UC San Diego

Neurodegenerative diseases have been a leading cause of disability and death worldwide. Pathologically, neurodegenerative diseases are associated with the abnormal accumulation of protein aggregates, also known as amyloids. This dissertation comprises three distinct yet interconnected studies focusing on the understanding, intervention, and detection of amyloid.

Chapter 2 elucidates the intricate relationships among surface hydrophobicity, β-sheet content, and proteolytic susceptibility in three amyloids: β-amyloid, prion, and α-synuclein. The findings reveal a negative correlation between surface hydrophobicity and β-sheet content across all three amyloids. Additionally, the correlation between susceptibility to enzymatic degradation by proteinase K and β-sheet content varies among these amyloids.

In Chapter 3, the focus shifts to the amyloidogenic peptide S192, a fragment from the SARS-CoV-2 spike protein, and its role in inducing the agglutination of red blood cells. A novel amyloid-binding molecule, BAM1-EG6, is identified as a promising candidate capable of binding to aggregated S192 and partially inhibiting its hemagglutination activity.

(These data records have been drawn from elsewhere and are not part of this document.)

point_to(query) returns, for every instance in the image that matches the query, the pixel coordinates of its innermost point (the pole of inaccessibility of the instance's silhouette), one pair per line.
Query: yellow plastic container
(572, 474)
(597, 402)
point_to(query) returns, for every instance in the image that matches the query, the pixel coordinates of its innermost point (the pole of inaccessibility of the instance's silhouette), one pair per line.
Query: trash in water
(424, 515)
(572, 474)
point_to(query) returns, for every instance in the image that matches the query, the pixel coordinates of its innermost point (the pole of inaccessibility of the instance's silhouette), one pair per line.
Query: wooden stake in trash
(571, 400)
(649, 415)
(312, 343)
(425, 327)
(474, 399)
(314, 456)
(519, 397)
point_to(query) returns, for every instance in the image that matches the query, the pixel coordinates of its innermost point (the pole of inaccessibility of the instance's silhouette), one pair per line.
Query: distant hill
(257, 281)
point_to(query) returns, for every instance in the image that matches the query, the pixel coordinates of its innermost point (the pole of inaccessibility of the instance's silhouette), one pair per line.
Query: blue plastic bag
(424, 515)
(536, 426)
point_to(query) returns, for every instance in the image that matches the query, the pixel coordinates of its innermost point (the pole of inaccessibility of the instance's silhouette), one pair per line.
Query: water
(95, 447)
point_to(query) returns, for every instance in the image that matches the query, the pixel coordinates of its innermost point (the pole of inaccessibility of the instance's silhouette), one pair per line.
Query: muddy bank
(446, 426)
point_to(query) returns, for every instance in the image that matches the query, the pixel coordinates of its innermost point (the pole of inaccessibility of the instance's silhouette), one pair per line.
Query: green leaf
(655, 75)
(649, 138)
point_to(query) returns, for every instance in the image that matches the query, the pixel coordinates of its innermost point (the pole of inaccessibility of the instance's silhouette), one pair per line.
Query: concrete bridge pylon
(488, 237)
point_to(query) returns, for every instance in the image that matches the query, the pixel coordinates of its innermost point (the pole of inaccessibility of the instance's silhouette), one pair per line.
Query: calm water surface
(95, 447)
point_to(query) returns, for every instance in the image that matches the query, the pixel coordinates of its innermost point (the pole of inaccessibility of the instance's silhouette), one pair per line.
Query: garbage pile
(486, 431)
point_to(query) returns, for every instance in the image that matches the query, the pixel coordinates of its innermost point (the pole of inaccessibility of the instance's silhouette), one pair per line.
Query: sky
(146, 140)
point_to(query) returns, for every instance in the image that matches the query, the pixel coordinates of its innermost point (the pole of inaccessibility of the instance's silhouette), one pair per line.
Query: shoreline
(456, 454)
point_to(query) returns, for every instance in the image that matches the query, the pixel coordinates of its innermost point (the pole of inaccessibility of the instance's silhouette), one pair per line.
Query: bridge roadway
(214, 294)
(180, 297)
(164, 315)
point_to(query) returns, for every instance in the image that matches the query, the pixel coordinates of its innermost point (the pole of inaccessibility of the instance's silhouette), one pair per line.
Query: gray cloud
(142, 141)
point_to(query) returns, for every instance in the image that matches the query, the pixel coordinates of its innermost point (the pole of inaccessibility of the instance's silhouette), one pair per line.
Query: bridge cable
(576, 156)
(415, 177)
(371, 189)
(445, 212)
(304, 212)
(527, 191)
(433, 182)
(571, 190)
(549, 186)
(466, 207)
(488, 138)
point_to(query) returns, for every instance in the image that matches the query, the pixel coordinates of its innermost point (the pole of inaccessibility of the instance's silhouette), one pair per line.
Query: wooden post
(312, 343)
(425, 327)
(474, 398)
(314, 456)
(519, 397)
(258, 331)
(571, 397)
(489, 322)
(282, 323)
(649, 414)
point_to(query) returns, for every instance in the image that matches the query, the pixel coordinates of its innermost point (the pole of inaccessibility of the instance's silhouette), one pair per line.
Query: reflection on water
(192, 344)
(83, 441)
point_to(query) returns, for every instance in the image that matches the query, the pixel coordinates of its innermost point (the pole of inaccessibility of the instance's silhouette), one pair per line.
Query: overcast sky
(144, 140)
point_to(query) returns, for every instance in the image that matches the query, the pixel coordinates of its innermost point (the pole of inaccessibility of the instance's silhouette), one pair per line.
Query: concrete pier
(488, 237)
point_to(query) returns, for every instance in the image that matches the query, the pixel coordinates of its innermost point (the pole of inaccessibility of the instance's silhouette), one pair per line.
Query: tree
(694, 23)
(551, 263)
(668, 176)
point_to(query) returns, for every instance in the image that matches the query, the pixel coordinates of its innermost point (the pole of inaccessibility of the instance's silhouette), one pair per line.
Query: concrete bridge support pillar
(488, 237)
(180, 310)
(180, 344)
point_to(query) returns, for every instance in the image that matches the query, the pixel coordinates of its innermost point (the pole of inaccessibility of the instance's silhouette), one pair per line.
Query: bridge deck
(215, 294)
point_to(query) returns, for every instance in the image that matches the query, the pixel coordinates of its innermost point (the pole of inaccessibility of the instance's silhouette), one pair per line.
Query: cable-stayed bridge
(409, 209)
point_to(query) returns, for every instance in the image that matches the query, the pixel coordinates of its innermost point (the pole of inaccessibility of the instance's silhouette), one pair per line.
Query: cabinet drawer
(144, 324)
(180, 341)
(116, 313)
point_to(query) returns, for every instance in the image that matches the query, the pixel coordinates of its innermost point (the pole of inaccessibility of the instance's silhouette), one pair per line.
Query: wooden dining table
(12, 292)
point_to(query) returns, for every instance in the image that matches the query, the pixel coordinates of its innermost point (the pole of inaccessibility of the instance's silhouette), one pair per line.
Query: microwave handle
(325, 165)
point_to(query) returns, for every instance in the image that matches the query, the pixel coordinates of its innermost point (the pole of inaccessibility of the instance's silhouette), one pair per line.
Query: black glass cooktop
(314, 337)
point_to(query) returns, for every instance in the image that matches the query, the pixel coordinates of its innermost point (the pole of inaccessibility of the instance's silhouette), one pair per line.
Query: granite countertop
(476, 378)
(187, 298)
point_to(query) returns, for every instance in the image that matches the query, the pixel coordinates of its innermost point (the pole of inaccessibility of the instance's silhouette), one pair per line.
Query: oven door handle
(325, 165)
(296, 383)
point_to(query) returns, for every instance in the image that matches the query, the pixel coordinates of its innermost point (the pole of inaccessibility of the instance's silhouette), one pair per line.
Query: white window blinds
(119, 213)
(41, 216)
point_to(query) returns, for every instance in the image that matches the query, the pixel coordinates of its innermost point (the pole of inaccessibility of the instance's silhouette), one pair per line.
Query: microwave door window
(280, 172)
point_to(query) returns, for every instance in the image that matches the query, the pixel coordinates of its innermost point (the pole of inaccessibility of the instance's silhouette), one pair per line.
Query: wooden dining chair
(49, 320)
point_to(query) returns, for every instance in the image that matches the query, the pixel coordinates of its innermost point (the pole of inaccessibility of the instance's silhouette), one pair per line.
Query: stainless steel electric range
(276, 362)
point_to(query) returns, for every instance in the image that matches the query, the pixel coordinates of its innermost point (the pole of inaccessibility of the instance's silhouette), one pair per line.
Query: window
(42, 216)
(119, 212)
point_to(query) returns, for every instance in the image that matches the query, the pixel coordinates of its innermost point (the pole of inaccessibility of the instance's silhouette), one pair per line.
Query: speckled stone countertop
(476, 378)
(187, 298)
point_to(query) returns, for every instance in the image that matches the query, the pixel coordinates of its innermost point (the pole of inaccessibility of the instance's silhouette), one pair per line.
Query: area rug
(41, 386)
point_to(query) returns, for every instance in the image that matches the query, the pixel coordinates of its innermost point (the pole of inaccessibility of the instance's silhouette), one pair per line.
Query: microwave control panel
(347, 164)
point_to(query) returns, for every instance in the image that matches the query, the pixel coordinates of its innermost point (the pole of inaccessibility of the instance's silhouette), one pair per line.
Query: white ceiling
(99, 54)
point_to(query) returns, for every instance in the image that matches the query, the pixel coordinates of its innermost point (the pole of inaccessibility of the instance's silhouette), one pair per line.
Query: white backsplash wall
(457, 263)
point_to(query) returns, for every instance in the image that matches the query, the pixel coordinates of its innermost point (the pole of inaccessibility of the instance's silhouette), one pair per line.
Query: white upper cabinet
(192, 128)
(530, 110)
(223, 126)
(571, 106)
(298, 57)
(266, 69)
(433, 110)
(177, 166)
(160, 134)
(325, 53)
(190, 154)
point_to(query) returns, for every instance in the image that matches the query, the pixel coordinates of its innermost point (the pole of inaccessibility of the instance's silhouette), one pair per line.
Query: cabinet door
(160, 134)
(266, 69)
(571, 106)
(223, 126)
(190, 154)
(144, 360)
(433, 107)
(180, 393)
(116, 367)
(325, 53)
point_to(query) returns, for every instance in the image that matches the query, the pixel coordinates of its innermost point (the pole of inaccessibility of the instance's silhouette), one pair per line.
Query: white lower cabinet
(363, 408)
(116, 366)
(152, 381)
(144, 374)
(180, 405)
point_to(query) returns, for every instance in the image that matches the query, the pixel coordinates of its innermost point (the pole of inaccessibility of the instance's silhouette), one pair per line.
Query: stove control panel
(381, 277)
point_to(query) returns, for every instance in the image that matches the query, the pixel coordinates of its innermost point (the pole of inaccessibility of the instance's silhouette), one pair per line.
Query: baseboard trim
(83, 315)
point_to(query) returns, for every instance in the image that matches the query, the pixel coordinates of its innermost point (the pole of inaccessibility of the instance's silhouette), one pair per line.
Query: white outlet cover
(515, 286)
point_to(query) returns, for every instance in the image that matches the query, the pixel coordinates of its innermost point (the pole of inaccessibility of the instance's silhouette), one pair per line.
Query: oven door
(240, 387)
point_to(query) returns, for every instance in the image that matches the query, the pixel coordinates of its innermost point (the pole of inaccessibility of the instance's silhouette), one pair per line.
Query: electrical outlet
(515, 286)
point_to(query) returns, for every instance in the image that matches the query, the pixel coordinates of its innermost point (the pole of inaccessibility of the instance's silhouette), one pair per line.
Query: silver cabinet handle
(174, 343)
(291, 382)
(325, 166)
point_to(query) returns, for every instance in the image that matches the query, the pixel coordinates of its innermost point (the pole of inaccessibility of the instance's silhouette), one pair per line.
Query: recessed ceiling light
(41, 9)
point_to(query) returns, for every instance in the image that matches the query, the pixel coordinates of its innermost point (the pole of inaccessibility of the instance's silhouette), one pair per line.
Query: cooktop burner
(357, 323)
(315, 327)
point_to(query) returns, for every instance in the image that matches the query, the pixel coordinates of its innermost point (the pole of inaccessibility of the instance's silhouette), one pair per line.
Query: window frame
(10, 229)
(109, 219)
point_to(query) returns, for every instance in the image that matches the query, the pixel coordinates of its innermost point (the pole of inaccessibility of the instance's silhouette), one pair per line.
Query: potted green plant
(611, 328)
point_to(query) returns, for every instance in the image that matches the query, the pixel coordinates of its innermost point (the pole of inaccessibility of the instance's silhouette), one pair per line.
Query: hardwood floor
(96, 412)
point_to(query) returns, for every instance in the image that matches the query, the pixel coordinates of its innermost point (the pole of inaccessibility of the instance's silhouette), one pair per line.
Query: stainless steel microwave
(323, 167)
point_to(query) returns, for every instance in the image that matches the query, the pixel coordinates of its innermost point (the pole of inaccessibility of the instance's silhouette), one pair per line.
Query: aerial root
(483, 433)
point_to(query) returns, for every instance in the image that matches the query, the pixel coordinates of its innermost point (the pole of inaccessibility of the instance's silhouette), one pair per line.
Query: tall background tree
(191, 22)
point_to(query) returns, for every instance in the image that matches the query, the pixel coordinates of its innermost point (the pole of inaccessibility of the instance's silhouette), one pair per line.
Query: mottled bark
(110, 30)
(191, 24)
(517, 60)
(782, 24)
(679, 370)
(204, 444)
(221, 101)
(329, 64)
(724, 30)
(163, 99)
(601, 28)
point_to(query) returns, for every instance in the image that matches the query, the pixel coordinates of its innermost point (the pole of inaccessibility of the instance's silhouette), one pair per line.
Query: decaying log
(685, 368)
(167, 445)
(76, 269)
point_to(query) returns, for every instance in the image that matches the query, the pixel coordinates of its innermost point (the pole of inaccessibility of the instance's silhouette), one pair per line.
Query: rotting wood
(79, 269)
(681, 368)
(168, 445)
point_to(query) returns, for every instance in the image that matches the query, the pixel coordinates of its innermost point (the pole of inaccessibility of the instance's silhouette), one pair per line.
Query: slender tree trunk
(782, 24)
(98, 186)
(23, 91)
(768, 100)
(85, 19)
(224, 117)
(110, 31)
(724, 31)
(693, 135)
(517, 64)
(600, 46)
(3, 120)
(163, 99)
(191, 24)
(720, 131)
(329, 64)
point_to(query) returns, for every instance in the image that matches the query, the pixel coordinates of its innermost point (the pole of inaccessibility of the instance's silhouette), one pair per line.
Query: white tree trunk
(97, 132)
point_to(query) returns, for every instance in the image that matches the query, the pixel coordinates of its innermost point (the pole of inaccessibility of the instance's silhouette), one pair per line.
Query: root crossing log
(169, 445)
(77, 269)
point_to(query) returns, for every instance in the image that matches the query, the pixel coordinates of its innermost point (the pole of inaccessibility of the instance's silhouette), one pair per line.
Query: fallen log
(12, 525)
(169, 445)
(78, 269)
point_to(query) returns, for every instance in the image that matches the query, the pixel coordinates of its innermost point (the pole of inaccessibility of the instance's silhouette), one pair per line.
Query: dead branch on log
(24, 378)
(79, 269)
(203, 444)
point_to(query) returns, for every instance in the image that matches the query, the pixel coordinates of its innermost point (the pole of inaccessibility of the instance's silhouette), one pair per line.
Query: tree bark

Chapter 4 presents a rapid, low-cost method for detecting amyloidogenic proteins in SDS-PAGE gels using amyloid-targeting fluorescent probes. This technique is capable of staining monomeric, oligomeric, and fibrillar forms of amyloids, and offers the advantage of staining amyloids against a background of human brain lysate in SDS-PAGE gels.

Collectively, these studies enhance our understating of the structural, functional and detection aspects of amyloids, and open new avenues for therapeutic strategies to address amyloid-associated conditions.